A postgraduate capstone project: Impact on student learning and organizational change

Autor: Elwell, Gordon R., Dickinson, Thad E., Dillon, Michael D.
Zdroj: Industry and Higher Education; 20210101, Issue: Preprints
Abstrakt: The capstone course serves to integrate accumulated knowledge with a culminating experience or project and is a common component in undergraduate and graduate programs. The research on capstones courses shows that many capstone experiences or projects involve students working with outside clients, such as local businesses and organizations, to solve problems or develop new projects or campaigns. Such capstone experiences or projects seek to offer students real-world, career-building experience, while the clients seek to benefit from the learned academic knowledge of the students. Where the literature is scarce on client-based capstone projects is when the client is the student’s employer or career-related organization. A graduate program in administration at a public Midwestern university in the USA offers a different approach to the student–client model by requiring a degree-culminating capstone project that challenges adult students to apply their learned knowledge to solve administrative problems not for an outside client but at their place of employment or career-related organization.

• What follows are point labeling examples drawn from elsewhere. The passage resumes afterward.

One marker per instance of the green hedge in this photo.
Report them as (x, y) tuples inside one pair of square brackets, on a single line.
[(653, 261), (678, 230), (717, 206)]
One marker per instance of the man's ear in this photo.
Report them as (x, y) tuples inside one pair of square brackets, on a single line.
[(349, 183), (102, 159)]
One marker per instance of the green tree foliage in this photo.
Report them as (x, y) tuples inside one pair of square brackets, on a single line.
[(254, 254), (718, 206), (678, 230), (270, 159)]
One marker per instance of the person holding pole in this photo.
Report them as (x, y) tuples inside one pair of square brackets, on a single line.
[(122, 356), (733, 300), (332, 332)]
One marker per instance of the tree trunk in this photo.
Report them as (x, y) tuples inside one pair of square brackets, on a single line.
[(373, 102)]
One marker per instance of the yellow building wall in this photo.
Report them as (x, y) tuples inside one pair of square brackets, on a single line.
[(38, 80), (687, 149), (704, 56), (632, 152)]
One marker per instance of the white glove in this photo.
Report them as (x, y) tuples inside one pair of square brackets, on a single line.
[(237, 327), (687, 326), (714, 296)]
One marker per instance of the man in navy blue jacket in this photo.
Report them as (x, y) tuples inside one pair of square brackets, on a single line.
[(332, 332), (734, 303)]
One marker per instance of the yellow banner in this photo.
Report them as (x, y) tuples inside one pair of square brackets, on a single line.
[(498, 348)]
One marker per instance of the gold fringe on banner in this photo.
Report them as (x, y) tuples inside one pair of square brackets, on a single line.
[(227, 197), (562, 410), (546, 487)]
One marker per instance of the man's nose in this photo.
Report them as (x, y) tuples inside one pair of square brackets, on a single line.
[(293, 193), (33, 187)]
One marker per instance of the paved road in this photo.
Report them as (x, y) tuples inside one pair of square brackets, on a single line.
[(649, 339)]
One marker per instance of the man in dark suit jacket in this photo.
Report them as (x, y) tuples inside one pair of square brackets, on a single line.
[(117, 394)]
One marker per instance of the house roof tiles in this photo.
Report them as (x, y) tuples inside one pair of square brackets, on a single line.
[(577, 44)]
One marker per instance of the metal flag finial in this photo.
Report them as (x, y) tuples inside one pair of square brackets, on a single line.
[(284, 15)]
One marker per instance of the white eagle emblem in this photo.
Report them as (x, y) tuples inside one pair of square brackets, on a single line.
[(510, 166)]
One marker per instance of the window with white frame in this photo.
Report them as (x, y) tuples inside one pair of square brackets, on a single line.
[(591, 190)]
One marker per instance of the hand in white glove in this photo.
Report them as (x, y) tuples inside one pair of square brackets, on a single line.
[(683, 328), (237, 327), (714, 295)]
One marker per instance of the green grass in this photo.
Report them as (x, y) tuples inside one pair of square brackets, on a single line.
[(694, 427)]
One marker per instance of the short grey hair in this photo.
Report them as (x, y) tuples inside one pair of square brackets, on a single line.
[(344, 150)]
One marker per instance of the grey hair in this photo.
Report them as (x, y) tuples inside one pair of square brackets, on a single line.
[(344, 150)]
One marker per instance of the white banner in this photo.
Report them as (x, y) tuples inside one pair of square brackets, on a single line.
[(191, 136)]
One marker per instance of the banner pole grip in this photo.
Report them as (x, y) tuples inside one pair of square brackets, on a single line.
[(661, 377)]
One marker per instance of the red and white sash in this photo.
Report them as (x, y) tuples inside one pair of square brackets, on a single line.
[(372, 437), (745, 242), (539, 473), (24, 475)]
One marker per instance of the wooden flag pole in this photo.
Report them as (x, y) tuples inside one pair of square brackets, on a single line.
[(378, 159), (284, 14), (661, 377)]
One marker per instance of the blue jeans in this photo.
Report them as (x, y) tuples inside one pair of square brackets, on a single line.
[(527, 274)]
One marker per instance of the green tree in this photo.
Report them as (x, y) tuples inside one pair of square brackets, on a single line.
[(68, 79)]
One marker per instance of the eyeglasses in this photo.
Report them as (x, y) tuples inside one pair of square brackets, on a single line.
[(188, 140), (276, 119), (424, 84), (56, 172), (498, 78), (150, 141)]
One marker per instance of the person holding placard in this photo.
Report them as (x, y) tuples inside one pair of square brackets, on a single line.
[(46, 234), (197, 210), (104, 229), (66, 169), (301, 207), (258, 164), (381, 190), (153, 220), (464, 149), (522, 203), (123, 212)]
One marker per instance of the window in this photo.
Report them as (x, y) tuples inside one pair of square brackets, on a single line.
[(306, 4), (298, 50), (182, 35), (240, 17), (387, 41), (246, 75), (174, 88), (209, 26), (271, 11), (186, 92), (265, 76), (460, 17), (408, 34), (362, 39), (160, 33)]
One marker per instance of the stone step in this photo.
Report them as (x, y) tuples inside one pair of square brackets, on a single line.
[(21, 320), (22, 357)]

The researchers surveyed 66 alumni and interviewed 6 on how the capstone project had benefited their work-related learning and its impact on their employer or career-related organization. Students perceived an improvement in their ability to define and analyze administrative problems in their workplace, while the employers or organizations which implemented the project recommendations experienced positive organizational change. This case study contributes to the literature on capstone courses by examining the relevance of a work- or career-related capstone project to students and their workplace.